On chromatic number of colored mixed graphs (1508.07222v1)

Abstract: An $(m,n)$-colored mixed graph $G$ is a graph with its arcs having one of the $m$ different colors and edges having one of the $n$ different colors. A homomorphism $f$ of an $(m,n)$-colored mixed graph $G$ to an $(m,n)$-colored mixed graph $H$ is a vertex mapping such that if $uv$ is an arc (edge) of color $c$ in $G$, then $f(u)f(v)$ is an arc (edge) of color $c$ in $H$. The \textit{$(m,n)$-colored mixed chromatic number} $\chi_{(m,n)}(G)$ of an $(m,n)$-colored mixed graph $G$ is the order (number of vertices) of the smallest homomorphic image of $G$. This notion was introduced by Ne\v{s}et\v{r}il and Raspaud (2000, J. Combin. Theory, Ser. B 80, 147--155). They showed that $\chi_{(m,n)}(G) \leq k(2m+n)^{k-1}$ where $G$ is a $k$-acyclic colorable graph. We proved the tightness of this bound.

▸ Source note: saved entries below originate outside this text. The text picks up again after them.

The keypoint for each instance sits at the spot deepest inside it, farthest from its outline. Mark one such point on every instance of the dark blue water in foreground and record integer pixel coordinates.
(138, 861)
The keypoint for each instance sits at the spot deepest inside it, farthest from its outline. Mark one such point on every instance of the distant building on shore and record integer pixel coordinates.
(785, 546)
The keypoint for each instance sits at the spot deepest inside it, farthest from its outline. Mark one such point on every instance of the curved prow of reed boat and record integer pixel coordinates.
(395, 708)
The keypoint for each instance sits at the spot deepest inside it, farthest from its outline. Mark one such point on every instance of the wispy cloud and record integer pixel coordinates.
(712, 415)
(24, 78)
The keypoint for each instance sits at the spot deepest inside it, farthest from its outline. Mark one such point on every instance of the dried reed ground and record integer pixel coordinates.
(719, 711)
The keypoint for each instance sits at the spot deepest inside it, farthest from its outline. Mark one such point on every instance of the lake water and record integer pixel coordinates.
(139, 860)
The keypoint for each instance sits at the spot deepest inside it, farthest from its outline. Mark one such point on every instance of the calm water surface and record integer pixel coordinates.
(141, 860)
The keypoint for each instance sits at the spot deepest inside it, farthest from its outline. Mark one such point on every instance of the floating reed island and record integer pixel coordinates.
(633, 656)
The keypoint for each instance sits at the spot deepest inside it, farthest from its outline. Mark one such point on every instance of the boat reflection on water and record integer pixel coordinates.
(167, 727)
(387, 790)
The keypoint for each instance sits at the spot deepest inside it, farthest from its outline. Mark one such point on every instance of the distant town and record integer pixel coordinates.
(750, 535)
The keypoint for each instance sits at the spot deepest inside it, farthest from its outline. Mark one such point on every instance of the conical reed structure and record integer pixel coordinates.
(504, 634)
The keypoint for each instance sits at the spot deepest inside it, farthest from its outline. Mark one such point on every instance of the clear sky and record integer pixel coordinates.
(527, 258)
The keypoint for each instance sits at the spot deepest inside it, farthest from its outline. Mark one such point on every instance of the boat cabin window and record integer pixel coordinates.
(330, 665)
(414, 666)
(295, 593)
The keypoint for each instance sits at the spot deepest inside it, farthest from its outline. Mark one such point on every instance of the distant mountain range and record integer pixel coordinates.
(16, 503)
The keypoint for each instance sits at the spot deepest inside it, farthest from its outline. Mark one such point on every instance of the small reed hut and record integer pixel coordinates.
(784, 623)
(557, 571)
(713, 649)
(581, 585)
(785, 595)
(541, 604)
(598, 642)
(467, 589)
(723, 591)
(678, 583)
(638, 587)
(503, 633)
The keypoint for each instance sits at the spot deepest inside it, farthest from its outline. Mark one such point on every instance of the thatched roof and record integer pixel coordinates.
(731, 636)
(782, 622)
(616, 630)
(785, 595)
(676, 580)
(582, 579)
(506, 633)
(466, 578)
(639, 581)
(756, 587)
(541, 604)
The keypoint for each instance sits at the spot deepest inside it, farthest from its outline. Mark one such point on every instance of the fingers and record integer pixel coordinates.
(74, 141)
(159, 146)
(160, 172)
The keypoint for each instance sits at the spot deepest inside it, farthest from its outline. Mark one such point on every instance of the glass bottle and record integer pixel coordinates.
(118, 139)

We also showed that the acyclic chromatic number of a graph is bounded by $k^2 + k^{2 + \lceil log_{(2m+n)} log_{(2m+n)} k \rceil}$ if its $(m,n)$-colored mixed chromatic number is at most $k$. Furthermore, using probabilistic method, we showed that for graphs with maximum degree $\Delta$ its $(m,n)$-colored mixed chromatic number is at most $2(\Delta-1)^{2m+n} (2m+n)^{\Delta-1}$. In particular, the last result directly improves the upper bound $2\Delta^2 2^{\Delta}$ of oriented chromatic number of graphs with maximum degree $\Delta$, obtained by Kostochka, Sopena and Zhu (1997, J. Graph Theory 24, 331--340) to $2(\Delta-1)^2 2^{\Delta -1}$. We also show that there exists a graph with maximum degree $\Delta$ and $(m,n)$-colored mixed chromatic number at least $(2m+n)^{\Delta / 2}$.